In another example, some people have been known to have anonymously donated something as crucial as a kidney to a stranger. Their action is purely altruistic and seeks no reward.
The main issue with answering this question is that one encounters a paradox when one attempts to define the nature of rewards. This is an issue that philosophers as early as Immanuel Kant addressed in the area of ethics when considering whether any act is truly altruistic or whether we should argue that "altruistic" acts such as giving away money bring the giver pleasure and thus are not purely "altruistic."
When I go to the grocery store over the holidays, there is an option of donating extra money to feed poor families. I make a habit of doing this. On one hand, I could argue that giving money to feed to poor is purely altruistic with no external reward. On the other hand, I could also argue that feeling that I have done something positive for others actually gives me more emotional satisfaction than picking up a latte on the way home from the store. There is actually evidence that people who donate to charity are happier than those who do not.
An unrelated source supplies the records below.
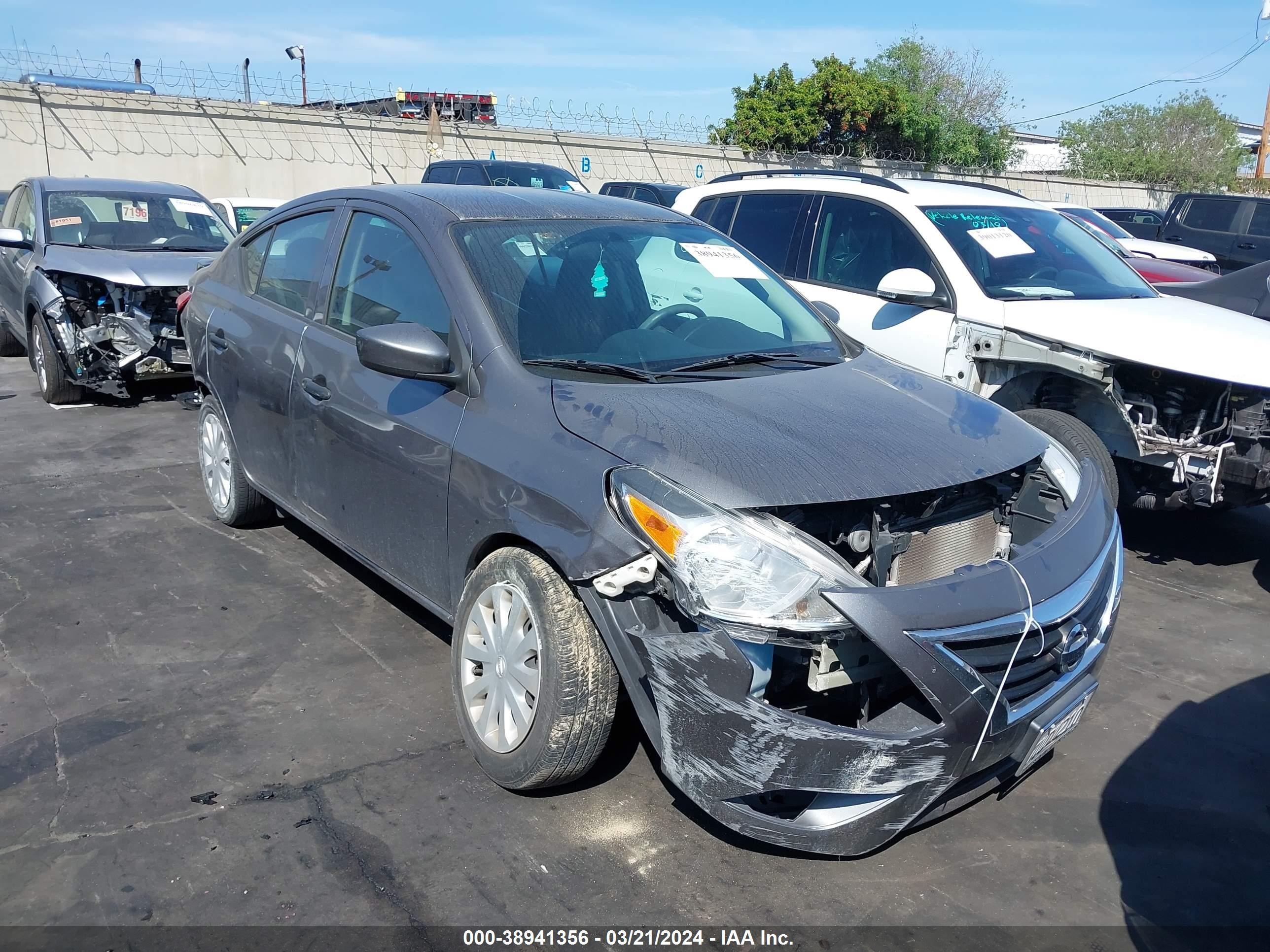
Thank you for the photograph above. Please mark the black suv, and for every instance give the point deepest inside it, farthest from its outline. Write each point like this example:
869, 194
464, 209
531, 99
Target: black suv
652, 192
1236, 229
488, 172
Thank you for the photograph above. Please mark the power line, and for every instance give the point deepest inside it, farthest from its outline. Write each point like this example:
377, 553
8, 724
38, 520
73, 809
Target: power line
1207, 78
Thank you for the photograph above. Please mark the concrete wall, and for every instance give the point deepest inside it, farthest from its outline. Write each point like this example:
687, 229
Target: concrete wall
276, 151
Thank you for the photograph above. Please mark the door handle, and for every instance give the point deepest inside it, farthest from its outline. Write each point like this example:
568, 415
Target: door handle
316, 389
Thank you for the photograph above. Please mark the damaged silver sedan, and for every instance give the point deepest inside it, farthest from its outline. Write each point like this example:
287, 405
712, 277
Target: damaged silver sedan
91, 277
618, 452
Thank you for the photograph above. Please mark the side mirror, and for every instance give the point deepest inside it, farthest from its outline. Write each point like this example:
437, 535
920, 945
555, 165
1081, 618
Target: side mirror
828, 311
12, 238
407, 351
910, 286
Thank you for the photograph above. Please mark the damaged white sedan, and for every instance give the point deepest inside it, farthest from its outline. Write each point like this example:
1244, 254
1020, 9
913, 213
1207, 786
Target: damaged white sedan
91, 277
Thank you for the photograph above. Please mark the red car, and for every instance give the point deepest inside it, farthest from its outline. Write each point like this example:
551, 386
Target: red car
1156, 271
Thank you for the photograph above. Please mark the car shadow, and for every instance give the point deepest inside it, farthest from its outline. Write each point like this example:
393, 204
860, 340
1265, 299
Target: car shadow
1203, 537
397, 598
1188, 823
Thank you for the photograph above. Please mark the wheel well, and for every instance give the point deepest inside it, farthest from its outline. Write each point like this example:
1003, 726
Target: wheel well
502, 540
1080, 398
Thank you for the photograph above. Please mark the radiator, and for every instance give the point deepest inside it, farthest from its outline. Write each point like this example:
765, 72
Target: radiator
942, 550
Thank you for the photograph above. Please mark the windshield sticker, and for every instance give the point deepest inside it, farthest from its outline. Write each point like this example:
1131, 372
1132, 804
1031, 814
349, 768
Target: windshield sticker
1001, 243
134, 211
599, 280
976, 220
723, 261
188, 207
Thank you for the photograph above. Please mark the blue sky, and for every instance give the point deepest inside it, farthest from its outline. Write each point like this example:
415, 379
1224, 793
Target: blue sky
670, 58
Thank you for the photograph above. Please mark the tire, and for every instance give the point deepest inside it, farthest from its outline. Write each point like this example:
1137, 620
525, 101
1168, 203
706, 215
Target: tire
573, 709
1080, 441
234, 501
55, 384
9, 343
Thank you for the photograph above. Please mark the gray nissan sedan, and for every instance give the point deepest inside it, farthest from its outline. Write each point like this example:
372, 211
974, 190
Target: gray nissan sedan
620, 453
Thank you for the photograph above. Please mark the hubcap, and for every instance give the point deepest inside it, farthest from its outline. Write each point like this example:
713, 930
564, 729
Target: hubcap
214, 460
38, 353
499, 673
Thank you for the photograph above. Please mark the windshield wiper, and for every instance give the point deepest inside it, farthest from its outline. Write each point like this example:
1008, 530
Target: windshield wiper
616, 370
751, 357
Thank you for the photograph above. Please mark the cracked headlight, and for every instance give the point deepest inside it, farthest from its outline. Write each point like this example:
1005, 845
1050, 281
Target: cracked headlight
737, 567
1063, 469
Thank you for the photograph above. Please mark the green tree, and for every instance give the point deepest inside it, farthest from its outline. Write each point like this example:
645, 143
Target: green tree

Many other behaviors that can be thought of as forms of self-actualization, such as creating art, nurturing friendships, and engaging in spiritual practices, lack external rewards and punishments but may bring emotional satisfaction. Thus, while Skinner's model of behavioral psychology works well for training mice, a broader understanding of rewards, which includes emotional satisfaction, is needed to account for human behavior.
Skinner believed that behaviors are reinforced by rewards, including positive and negative reinforcement. However, some behaviors aren't reinforced by positive reinforcement or the removal of negative reinforcements. There are some self-sacrificing or altruistic behaviors, for example, in which the person does not expect a reward and might even experience punishment. An example is sharing your food with a hungry person who you will never see again. You don't expect a reward or recognition for that behavior, but you do it anyway. You don't experience any external rewards, and you might even suffer as a result of going hungry. Another example is providing help to a hurt animal along the side of the road. In this example, you might arrive late to your destination or even brave the elements to help the animal, which causes you to suffer. A final example is giving money to a charity (without wanting the recognition that results). You might have less money to spend on yourself as a result, which is punishing, but you do it anyway. In each case, there might be no recognition or reward; instead, you are motivated by a sense of altruism rather than a desire to be rewarded or to avoid punishment.